…Kernel patch at age 4. Sigh… What have I done with my life?
You done fucked up from the moment you turned 5. That’s where you went wrong. You should have just stopped getting older
The Internet didn’t even exist when I was four, let alone Linux, so I don’t feel so bad.
No matter how many times I read this I have no idea what’s going on. Can someone explain this like I’m 3
A girl read documentation and see that all the titles are underlined with -, but one of the letter isn’t underlined like the others (that’s the lonely s). Then she asks the person doing the commit to fix it and they fix it together.
And then the older pair programmer goes to social media and calls out their partners age for clout. Ageism is real in tech. :)
So in the documentation they had
1.9 Ext4 file system parameters
------------------------------
As you can see the ‘s’ doesn’t get a ‘-’ under it. So they changed the documentation to:
1.9 Ext4 file system parameters
-------------------------------
so the ‘s’ in parameters gets a dash under it.

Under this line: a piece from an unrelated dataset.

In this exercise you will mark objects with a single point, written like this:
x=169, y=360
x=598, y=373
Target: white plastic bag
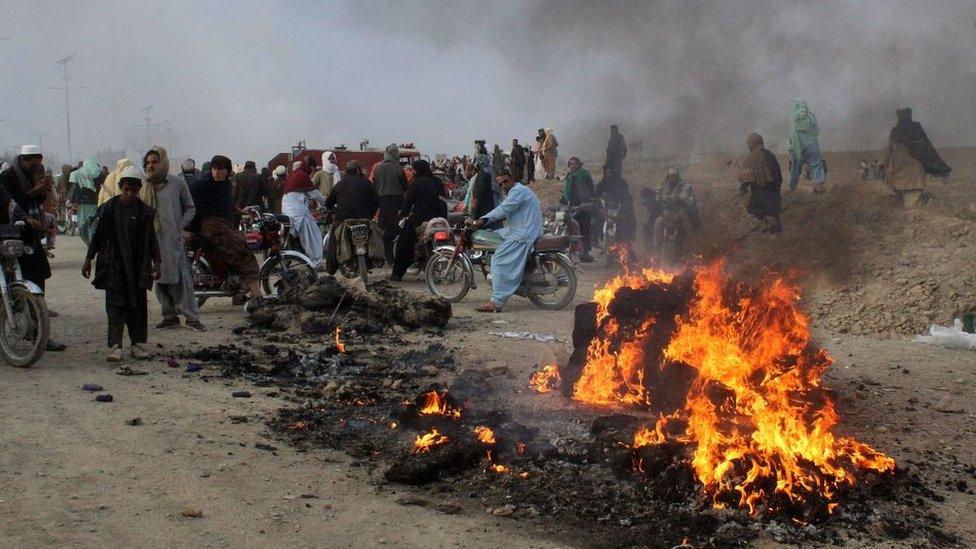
x=950, y=338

this seems to be the standard as everywhere else the dashes go for the same length of characters as the above line. Example:
2.0 /proc/consoles
------------------
The little girl said the ‘s’ in parameters is sad because it didn’t get the dash under it and it was all alone. So they added the dash.
See the first red box in the documentation text? The underline dashes don’t go up to the last letter (s).
4 year old girl said the “s” was sad because of that, uncle submitted a patch to fix that, and it was accepted.
So, is it her gmail account, while the minimum age for registration is 13 years? And why does she write about herself in the singular 3rd person?
The line of code (well, documentation in the code) used to look like something like this (I’m not sure if this formatting will work on mobile, sorry):
The code ends with an s
----------------------
And after her changes it looks like this:
The code ends with an s
------------------------
See how I added an extra -
in that second line? That makes the S happier because now it also has a - below it like all the other letters. This also just generally makes that line more consistent with other spots in the code. So it’s not a bad change. It doesn’t do anything really but making your code format nice, easy to read, and consistent is usually important in programming so although it doesn’t do anything tangible it’s still a valuable change!
That is adorable.
I want her to do a Ted talk on the morality and ethics of making sure no letter is left behind when underlining text.